そんなことを思いながら玄関のチャイムを鳴らすと、柔らかい笑顔を浮かべた男性が普通の服で出迎えてくれた。
「ミルクおやじです。本名は村川徳浩です」
通された居間で名刺交換をし、ざっと部屋の中を見渡す。選挙ポスターやビラが積まれていることを除けば、いたって普通の家だ。

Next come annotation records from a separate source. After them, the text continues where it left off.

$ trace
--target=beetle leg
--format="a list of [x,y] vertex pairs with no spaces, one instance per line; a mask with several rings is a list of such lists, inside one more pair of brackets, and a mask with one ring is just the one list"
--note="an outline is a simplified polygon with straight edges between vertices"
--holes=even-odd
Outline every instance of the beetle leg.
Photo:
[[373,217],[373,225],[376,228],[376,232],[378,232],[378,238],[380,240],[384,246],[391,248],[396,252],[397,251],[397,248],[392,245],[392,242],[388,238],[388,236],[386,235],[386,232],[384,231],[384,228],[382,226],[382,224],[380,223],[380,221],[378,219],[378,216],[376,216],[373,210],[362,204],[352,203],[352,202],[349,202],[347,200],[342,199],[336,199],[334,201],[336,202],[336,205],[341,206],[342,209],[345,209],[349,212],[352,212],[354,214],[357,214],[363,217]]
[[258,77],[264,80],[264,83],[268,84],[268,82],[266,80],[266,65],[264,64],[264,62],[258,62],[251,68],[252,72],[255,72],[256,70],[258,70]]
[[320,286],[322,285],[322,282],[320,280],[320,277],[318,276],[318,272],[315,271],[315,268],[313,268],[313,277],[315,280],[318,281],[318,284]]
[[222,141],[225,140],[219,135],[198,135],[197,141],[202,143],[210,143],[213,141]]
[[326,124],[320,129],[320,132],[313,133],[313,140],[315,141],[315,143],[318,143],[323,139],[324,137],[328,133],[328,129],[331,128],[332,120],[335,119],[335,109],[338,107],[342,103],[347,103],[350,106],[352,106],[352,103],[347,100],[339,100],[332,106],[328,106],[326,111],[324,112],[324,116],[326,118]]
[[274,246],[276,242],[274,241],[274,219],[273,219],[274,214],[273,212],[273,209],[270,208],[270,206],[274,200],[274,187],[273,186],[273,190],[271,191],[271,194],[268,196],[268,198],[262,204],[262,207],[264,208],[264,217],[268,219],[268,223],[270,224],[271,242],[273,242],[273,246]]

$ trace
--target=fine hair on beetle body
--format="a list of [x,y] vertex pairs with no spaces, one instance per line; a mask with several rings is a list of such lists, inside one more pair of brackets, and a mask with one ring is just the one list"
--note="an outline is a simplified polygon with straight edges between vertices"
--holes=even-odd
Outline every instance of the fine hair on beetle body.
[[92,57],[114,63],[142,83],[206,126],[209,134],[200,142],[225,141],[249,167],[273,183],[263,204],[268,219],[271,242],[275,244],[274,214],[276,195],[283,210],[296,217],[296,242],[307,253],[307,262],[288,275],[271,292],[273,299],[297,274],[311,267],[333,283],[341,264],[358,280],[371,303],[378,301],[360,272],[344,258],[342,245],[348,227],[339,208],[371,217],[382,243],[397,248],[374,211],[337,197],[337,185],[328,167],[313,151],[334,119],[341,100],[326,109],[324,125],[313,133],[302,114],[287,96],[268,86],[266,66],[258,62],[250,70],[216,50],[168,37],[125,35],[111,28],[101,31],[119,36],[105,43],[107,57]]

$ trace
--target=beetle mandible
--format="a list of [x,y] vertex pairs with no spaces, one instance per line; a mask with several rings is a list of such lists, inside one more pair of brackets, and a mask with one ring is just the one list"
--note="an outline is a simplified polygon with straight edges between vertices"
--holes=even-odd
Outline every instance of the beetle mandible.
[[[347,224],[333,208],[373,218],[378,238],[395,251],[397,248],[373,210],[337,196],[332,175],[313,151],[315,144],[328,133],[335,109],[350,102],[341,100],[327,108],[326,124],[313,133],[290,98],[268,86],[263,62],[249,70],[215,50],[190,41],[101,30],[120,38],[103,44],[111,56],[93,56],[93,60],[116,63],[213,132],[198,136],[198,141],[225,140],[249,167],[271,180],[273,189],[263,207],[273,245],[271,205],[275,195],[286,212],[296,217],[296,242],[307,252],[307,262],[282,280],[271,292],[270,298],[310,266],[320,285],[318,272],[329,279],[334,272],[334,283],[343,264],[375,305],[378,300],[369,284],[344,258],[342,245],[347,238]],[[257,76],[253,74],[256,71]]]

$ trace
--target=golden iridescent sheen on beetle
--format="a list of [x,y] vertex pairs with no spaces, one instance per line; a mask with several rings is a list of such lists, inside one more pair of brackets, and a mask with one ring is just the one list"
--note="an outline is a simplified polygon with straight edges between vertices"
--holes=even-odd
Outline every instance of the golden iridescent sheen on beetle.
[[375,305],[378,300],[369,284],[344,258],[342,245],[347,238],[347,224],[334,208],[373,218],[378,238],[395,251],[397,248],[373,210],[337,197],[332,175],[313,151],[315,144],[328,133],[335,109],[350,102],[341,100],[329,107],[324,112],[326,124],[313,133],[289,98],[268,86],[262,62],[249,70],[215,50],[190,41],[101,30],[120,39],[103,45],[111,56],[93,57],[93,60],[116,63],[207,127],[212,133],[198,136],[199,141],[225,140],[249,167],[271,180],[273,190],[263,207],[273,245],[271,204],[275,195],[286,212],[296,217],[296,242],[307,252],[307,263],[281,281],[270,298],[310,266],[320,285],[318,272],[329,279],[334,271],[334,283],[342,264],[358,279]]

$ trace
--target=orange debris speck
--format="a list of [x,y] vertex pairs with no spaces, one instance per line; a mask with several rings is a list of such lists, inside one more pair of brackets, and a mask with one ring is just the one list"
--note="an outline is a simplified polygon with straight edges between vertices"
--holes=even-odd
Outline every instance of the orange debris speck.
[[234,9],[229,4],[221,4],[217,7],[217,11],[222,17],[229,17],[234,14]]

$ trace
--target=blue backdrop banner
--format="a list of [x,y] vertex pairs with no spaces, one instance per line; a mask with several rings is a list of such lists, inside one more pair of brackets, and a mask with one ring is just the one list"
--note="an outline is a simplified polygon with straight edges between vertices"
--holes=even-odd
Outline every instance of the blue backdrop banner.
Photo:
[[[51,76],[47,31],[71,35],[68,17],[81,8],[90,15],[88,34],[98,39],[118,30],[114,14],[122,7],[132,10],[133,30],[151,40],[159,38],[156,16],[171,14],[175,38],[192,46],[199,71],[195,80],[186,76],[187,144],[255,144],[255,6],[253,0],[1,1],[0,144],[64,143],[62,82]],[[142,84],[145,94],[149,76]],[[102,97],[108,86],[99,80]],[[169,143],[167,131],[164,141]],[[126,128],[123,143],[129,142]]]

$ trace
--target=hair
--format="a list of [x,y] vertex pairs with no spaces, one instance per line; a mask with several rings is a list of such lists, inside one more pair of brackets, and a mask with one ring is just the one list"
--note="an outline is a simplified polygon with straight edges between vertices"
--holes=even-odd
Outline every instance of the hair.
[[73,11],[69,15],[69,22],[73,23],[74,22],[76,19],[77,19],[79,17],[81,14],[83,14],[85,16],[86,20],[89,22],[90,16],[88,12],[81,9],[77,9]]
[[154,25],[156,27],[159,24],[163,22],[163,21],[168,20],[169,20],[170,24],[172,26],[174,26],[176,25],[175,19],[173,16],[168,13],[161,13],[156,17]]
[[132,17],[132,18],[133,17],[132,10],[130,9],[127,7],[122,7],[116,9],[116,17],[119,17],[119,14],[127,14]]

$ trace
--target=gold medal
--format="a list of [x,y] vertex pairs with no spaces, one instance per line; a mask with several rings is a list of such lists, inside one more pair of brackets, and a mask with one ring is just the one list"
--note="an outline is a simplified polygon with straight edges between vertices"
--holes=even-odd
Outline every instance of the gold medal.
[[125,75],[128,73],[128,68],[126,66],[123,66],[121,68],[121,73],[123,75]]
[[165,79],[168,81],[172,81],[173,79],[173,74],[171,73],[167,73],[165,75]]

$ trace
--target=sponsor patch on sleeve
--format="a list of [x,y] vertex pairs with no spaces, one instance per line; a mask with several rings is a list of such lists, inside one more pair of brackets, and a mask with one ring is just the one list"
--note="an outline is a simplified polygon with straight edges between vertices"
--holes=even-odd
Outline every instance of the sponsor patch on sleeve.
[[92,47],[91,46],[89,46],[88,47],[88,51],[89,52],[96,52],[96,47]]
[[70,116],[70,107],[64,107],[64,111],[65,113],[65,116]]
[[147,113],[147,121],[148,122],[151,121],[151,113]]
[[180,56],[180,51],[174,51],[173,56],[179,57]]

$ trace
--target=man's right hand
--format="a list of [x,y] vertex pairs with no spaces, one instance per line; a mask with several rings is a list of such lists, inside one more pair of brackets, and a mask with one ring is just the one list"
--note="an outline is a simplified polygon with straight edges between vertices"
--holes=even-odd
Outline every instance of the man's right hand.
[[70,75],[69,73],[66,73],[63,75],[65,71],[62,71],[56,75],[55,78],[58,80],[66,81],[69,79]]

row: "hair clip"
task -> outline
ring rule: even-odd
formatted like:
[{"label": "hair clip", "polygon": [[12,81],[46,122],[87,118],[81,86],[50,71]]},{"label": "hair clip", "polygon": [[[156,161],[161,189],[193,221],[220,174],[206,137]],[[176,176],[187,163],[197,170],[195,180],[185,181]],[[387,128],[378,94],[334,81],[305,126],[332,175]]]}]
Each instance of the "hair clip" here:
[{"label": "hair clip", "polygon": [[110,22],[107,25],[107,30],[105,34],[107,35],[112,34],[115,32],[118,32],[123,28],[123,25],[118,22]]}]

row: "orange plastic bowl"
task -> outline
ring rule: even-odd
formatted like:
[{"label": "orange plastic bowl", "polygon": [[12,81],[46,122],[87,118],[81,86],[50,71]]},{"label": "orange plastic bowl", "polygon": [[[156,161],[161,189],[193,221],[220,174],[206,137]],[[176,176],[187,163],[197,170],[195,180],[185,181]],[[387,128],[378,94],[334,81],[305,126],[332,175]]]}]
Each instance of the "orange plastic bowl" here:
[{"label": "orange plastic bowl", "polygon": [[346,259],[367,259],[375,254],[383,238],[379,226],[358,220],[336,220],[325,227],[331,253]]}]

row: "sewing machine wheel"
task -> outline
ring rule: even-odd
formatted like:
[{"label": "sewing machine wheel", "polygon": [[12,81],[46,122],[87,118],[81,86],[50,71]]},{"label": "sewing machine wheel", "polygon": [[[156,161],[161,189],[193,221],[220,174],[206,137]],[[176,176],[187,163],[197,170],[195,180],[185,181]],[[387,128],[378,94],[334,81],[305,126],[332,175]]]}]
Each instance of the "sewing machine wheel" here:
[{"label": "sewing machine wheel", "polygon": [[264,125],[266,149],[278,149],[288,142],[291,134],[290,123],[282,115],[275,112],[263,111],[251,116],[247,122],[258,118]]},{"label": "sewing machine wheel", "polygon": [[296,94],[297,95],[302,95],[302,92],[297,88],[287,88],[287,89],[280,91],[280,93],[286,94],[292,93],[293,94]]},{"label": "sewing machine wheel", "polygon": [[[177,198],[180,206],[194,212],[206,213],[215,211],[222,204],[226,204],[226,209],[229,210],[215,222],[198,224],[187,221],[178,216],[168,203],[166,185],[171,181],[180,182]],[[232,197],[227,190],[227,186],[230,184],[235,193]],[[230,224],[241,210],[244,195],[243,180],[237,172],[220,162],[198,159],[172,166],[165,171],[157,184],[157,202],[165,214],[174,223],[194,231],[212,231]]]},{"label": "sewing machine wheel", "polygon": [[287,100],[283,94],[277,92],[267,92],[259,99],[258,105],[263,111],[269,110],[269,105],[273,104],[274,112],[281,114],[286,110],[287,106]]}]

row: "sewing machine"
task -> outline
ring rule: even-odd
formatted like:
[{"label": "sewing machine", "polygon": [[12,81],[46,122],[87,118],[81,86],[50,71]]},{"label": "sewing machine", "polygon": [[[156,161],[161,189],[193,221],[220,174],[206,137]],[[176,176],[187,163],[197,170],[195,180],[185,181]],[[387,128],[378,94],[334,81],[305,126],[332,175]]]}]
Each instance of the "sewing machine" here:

さっそくカバンからカメラを取り出して「インタビュー動画を撮影したい」と申し出ると、村川さんが椅子から立ち上がり、「ちょっと待ってください」と言う。
ひょっとして動画撮影はNGなのか?
不安になって顔色をうかがうと、村川さんは大真面目な表情でこう言った。
「動画を撮るんだったら着ますよ、牛」
声量のある落ち着いた低い声に圧倒される。
いやいやいや、無理しなくて結構です!
「全然。無理じゃないです。僕は好きでやっているんですから」
少し笑いながら、あっという間に牛の着ぐるみに着替えて椅子に座ってくれた。
取材当時の村川さんは白髪交じりの58歳。よく通る声で真面目に話をしてくれるが、頭の上には着ぐるみのコミカルな牛が乗っかっている。しかも、妙に背筋が伸びている。
あまりにもシュールな光景に笑いの波が増幅され、いまにも堤防が決壊しそうになった。